Pero si uno quiere hacerse una idea más cabal de cuál fue realmente la importancia de esta ciudad y de su Cerro es más que recomendable la lectura de la “Historia de la Villa Imperial de Potosí”, de Bartolomé Arzáns de Orsua y Vela, escrita en 1737 y que se inicia con esta deslumbrante y barroca descripción de la Villa de aquellos tiempos.

(La foto es mía en la Casa de la Moneda de Potosí)

Descripción de la Villa Imperial de Potosí, su topografía y cielo, con algunas de las grandezas y excelencias que goza

La muy celebrada, siempre ínclita, augusta, magnánima, noble y rica Villa de Potosí; orbe abreviado; honor y gloria de la América; centro del Perú; emperatriz de las villas y lugares de este Nuevo Mundo; reina de su poderosa provincia; princesa de las indianas poblaciones; señora de los tesoros y caudales; benigna y piadosa madre de ajenos hijos; columna de la caridad; espejo de liberalidad; desempeño de sus católicos monarcas; protectora de pobres; depósito de milagrosos santuarios; ejemplo de veneración al culto divino; a quien los reyes y naciones apellidan ilustre, pregonan opulenta, admiran valiente, confiesan invicta, aplauden soberana, realzan cariñosa y publican leal; a quien todos desean por refugio, solicitan por provecho, anhelan por gozarla y la gozan por descanso.

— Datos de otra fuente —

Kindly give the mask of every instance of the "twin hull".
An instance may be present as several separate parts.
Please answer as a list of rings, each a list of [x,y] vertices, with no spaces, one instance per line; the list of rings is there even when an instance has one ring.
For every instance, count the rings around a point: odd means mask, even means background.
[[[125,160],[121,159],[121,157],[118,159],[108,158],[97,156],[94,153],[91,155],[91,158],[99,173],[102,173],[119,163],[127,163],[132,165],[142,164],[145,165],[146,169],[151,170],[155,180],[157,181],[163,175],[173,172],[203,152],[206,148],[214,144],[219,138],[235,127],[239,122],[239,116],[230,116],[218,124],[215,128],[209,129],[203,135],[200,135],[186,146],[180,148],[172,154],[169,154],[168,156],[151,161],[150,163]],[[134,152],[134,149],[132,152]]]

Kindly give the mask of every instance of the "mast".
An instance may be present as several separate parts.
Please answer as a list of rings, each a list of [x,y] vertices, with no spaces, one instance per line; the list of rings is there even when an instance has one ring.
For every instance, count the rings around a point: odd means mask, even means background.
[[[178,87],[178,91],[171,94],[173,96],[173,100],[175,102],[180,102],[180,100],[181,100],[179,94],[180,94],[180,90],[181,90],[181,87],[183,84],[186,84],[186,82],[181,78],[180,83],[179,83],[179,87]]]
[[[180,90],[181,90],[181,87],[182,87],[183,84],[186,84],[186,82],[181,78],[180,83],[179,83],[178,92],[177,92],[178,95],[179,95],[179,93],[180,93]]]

El famoso, siempre máximo, riquísimo e inacabable Cerro de Potosí; singular obra del poder de Dios; único milagro de la naturaleza; perfecta y permanente maravilla del mundo; alegría de los mortales, emperador de los montes, rey de los cerros, príncipe de todos los minerales; señor de 5000 indios (que le sacan las entrañas); clarín que resuena en todo el orbe; ejército pagado contra los enemigos de la fe; muralla que impide sus designios; castillo y formidable pieza cuyas preciosas balas los destruye; atractivo de los hombres; imán de sus voluntades, basa de todos los tesoros; adorno de los sagrados templos; moneda con que se compra el cielo; monstruo de riqueza; cuerpo de tierra y alma de plata (que con más de 1500 bocas que tiene llama los humanos para darles sus tesoros, siendo otros tantos ojos para ver sus necesidades, y tanta su liberalidad que les da el corazón por esos ojos); a quien las cuatro partes del mundo conocen por la experiencia de sus efectos, sus católicos monarcas lo poseen (¡qué mayor grandeza!), los demás reyes lo envidian, las naciones todas lo engrandecen, aclaman poderoso, aprueban excelente, ensalzan portentoso, subliman sin igual, celebran admirable y elogian perfectísimo; a quien procuran fogosos su acendrada plata, cortan el viento por adquirirla, surcan el mar por hallarla y trastornan por tenerla; a quien corren los pinceles y pintan en figura y hieroglífico de un venerable viejo con cana y luenga barba, sentado en el centro de su bien formada máquina, adornado de precioso vestido de plata, ceñidas sus sienes de imperial corona rodeada de triunfador laurel, cetro en la diestra mano, en la siniestra una barra de plata ofreciéndola a los pies de las reales armas que a su lado tiene, debajo de los suyos cofres de riquezas, piñas de su precios metal, barras y moneda, esparciéndolo con sus plantas. Pintan a la Villa en figura de hermosísima y grave doncella, sentada a la falda del Cerro, con riquísimo vestidos, adornando sus sienes imperial diadema, cetro en la diestra mano puesta sobre el mundo, y con la siniestra tomando barras del rico Cero unas en pos de otras para ofrecérselas.

Casa de la Moneda Potosí

De La Paz a El Calvario

Esta semana, aprovechando que ahora reside en Santiago de Chile, me ha visitado mi amigo bejarano Luís Martín Cabrera. Era su primer paso por este país pero estoy seguro de que no será el último. Como comentábamos tomando cervezas en una de estas noches, Bolivia es un destino de ida; una vez que la conoces es difícil resistirse a su magnetismo, capaz de atraerte por muy alejado que te encuentres de ella.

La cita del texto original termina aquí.